Почему патрульные ходят с автоматами, но без патронов
Перестану я, наверное, оставшиеся проверки классифицировать. Ну, во-первых, не помню уже, случайные они были или специальные. А во-вторых, суть картинок от этого никоим образом не пострадает.
Когда я в армии уже чуть-чуть пообжился, то частенько стал оставаться за командира роты. Ну когда два остальных офицера отсутствовали, в отпуске там или в командировке.
И вот в один из таких дней, когда я был оставлен за командира, возвращаюсь в роту с обеда и вижу, что по позиции бродит, вынюхивая недостатки, какой-то пришлый полковник. Подхожу к нему, здороваюсь и представляюсь: «Здравия желаю, товарищ полковник. Лейтенант такой-то, за командира роты». Он в ответ: «Лейтенант, я чего-то не понял. Почему у тебя по позиции патрульные ходят с автоматами, но без патронов?»

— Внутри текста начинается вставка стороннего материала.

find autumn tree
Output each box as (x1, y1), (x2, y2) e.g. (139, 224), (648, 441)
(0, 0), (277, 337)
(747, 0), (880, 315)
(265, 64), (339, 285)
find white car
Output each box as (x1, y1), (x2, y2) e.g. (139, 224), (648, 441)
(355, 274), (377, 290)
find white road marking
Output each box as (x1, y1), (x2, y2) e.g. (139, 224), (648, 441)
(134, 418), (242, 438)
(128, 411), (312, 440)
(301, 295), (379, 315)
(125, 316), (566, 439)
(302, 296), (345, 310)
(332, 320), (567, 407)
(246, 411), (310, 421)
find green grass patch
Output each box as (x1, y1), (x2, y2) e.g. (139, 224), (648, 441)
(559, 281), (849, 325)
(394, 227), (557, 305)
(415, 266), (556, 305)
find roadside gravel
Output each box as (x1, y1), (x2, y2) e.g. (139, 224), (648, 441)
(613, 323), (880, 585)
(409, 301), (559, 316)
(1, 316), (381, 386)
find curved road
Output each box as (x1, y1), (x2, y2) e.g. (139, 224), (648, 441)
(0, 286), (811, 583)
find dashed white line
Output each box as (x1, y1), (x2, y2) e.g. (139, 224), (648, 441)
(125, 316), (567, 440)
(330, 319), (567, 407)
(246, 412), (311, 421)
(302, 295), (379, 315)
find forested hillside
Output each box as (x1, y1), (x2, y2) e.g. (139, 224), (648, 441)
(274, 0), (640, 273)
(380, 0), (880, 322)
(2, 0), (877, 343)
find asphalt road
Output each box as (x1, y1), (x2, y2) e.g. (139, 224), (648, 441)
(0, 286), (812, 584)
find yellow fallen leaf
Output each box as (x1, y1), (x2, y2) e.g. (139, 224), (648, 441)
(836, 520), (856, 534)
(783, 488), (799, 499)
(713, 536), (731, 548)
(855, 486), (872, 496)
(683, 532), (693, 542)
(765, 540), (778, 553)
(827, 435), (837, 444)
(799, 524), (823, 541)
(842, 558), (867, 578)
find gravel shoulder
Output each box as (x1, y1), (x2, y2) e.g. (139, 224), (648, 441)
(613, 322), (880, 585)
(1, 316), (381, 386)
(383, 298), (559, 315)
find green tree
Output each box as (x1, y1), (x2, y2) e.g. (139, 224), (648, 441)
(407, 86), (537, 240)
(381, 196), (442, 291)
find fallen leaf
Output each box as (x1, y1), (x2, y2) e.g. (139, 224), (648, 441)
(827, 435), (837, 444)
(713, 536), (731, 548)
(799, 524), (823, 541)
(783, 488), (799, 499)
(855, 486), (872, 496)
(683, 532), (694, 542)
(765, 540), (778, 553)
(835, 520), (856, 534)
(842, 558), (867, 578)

Тут надо сделать маленькое лирическое отступление.
В то время с устрашающей регулярностью случались бандитские нападения на постовых и патрульных с целью завладения оружием. По утрам нам приходили сводки, по сути своей очень напоминающие сообщения Совинформ-бюро времен Великой Отечественной, и не только про захват вооружения. Там танк с поездом столкнулся, там солдат в самоволке машина сбила, там командный пункт сгорел, а там действительно часового убили и оружие забрали. И потери. Потери в мирное время. Там один, там трое, а там вся смена дежурная. Очень горько. Матери отправили здоровых сыновей служить, а в обратку – «груз двести». И абсолютно бессмысленные потери. Ко всему, правда, привыкаешь – что тоже обидно.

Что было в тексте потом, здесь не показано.